The way I see it is, the K40 has a smart metal box containing a reject tube, an unreliable power supply, a low-performance motion controller, some lossy mirrors in shaky mounts and a few other cheap parts such as fans, pumps and dodgy software.
Now, that might sound bad. Lol. But the truth is, you get all those bits for very little money - it would cost quite a bit more to get even the same parts individually, let alone higher quality ones. And most of us don’t have the experience to choose them and put them together, at least until we’ve spent a year or so fixing our K40s.

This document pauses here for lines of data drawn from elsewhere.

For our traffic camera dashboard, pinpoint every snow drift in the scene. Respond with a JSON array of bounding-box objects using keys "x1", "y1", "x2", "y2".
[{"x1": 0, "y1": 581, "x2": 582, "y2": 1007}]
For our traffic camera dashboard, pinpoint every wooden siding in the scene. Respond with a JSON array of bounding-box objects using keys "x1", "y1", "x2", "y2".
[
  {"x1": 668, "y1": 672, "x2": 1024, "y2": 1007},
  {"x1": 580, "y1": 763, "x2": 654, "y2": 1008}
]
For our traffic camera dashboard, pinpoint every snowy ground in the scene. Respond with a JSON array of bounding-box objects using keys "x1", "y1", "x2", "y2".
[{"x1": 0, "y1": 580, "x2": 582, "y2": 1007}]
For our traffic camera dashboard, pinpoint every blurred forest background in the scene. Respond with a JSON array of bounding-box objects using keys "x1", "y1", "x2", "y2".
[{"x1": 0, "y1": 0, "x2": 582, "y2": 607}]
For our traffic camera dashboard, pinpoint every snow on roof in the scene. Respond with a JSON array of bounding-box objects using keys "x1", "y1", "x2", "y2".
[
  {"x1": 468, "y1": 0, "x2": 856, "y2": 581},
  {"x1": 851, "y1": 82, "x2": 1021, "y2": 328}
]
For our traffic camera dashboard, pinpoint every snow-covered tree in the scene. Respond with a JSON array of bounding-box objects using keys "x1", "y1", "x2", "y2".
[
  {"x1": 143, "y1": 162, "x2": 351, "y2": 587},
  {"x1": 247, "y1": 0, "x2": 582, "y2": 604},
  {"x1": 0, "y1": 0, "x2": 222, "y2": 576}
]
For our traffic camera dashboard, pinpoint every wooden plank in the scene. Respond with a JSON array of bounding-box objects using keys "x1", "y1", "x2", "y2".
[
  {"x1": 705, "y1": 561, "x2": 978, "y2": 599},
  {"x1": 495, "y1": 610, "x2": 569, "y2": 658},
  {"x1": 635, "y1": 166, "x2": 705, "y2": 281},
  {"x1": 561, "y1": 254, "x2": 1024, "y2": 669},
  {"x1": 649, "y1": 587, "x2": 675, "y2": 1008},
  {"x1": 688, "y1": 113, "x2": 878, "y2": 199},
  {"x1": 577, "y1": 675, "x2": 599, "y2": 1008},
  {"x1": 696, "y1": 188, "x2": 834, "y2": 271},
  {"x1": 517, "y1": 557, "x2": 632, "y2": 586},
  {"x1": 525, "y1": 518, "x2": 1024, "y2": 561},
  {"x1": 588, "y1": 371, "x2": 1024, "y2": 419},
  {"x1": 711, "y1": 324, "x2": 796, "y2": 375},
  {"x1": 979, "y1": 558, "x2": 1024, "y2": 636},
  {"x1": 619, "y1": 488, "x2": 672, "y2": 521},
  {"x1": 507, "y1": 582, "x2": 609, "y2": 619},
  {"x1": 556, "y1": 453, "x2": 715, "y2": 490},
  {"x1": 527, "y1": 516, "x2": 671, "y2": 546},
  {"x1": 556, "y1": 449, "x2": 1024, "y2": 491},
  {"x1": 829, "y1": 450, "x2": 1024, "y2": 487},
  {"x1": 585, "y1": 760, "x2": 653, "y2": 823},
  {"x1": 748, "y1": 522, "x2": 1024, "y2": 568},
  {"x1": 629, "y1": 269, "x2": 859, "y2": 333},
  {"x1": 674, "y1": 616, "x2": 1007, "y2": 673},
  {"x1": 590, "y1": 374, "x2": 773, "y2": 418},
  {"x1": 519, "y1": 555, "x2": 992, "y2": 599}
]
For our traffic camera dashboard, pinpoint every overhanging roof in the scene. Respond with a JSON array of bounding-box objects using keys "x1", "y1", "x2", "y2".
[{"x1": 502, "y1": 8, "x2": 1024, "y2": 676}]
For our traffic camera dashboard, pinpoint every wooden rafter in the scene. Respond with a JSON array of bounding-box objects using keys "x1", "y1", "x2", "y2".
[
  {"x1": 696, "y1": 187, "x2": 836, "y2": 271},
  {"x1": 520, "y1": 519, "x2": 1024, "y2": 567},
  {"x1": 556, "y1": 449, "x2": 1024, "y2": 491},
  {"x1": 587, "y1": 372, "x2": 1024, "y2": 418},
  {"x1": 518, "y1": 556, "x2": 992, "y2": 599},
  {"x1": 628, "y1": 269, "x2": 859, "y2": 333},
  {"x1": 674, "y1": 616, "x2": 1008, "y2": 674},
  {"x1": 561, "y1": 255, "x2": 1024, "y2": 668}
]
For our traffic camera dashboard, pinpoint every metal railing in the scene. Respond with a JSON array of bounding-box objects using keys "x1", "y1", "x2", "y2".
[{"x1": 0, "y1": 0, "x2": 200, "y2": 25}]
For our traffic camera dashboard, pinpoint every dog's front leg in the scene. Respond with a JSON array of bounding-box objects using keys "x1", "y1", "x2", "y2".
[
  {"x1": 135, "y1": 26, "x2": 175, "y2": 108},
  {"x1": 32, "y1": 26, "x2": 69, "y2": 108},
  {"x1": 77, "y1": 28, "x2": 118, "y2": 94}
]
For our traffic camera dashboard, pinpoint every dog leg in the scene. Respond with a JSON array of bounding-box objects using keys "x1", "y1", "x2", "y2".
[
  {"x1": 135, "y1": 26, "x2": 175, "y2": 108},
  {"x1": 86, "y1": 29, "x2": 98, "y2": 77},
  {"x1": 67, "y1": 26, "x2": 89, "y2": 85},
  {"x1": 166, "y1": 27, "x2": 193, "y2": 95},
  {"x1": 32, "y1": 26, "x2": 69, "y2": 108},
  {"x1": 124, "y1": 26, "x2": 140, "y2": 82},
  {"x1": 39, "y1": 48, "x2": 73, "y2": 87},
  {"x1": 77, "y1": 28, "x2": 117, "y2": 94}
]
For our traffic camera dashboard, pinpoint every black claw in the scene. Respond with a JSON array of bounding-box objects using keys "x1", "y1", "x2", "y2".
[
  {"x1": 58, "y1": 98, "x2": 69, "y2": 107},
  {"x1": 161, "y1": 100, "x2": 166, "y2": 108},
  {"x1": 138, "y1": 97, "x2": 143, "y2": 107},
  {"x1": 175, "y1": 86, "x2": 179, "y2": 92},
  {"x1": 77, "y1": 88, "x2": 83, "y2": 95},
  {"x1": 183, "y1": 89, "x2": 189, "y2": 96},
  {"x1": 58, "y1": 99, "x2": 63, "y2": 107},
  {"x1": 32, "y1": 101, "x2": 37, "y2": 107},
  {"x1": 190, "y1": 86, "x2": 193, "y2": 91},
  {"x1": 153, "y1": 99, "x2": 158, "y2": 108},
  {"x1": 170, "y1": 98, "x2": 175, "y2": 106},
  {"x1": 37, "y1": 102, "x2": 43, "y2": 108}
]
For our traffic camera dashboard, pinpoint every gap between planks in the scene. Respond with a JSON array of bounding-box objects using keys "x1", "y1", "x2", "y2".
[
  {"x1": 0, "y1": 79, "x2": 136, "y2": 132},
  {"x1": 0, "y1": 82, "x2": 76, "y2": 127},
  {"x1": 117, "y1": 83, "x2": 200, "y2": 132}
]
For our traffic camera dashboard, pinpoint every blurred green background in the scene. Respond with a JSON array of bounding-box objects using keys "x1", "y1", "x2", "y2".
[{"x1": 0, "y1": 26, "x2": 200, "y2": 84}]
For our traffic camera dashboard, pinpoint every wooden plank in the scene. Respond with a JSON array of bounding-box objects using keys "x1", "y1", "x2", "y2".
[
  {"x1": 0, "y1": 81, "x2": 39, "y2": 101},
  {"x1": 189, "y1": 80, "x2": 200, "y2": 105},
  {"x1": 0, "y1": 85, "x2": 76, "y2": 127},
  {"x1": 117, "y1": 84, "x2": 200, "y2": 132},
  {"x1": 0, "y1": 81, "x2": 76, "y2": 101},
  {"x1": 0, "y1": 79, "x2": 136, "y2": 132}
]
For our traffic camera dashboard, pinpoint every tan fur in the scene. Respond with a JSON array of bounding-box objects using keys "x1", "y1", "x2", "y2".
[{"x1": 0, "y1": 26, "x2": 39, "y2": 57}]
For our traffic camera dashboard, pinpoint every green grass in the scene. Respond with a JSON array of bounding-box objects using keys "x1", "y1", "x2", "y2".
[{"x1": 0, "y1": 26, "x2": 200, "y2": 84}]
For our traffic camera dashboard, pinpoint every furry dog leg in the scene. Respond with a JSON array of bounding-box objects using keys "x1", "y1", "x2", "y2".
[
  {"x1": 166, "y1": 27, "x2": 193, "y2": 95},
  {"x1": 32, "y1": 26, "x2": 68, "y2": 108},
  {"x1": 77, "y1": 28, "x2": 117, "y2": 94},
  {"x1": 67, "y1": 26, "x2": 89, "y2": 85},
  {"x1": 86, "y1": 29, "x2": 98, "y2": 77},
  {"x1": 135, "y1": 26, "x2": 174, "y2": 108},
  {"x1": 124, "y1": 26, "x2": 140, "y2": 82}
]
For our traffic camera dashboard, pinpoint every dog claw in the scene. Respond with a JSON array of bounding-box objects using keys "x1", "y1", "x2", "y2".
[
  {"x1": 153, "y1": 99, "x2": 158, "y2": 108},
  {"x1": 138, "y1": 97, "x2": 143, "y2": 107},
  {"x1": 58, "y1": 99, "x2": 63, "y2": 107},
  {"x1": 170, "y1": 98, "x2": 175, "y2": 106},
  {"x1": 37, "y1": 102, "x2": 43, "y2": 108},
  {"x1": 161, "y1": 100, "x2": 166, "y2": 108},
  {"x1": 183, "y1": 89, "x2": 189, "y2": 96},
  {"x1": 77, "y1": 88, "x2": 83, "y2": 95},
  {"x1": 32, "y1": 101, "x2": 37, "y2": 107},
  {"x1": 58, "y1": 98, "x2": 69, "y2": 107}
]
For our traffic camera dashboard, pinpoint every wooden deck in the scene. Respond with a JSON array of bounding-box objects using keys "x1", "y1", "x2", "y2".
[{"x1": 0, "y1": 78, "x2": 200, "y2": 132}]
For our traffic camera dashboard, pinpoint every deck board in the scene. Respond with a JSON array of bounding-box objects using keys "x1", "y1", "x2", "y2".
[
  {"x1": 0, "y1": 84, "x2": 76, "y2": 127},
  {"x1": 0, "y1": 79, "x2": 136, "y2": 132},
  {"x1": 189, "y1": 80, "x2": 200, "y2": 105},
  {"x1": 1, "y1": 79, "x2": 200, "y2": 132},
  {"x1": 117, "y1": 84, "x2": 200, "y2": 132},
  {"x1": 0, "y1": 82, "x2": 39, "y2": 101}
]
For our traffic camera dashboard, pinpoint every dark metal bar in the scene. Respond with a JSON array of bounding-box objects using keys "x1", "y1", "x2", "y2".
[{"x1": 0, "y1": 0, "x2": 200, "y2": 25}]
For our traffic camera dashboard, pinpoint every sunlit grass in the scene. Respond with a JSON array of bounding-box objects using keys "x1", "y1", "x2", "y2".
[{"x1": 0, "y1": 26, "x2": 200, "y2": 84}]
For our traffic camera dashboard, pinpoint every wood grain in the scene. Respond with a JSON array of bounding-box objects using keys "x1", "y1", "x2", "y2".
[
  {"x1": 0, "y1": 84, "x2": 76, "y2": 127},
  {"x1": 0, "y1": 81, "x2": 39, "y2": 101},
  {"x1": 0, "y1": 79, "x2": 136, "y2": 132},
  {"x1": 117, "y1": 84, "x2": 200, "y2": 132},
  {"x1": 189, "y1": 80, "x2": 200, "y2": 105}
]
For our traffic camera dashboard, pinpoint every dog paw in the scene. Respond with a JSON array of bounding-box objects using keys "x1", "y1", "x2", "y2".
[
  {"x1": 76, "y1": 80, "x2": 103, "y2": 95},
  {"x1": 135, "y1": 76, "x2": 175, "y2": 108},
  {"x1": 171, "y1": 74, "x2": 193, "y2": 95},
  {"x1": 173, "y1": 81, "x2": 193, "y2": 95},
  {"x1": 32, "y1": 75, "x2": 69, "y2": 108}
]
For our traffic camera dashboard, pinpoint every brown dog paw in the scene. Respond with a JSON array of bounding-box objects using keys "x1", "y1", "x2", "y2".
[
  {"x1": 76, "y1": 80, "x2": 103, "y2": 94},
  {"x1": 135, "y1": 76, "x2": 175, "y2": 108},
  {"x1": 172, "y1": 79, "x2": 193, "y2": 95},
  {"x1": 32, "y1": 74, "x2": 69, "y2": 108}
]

So it’s not a bad deal, if you think of it as a starter kit. Then, as you gain experience, you improve the ventilation and cooling because they’re outright insane, the tube runs out of life and you change it for one that really is 40W, the mirrors get scratched and you replace them, the power supply dies and you replace it with one that’s a bit better made, you get impatient with the motion controller and want to add one that also controls tube power or works with better software and, finally, you want more cutting area so you put some new slides in a bigger box.
To me, this makes the K40 worthwhile. It allows a cheap start and incremental improvement at the cost of endless tinkering. Other possibilities are buying a high spec machine to start with (great if it’s earning money for you) or putting all the K40 bits in a bigger box (OK, but it seems to me you’re throwing away the only bit that’s any good and living longer with the poor stuff).
I totally recognise that this isn’t everyone’s view and people have different priorities (mine is to learn, not to make a profit) so feel free to tell me I’m wrong. I’m just interested to hear another side.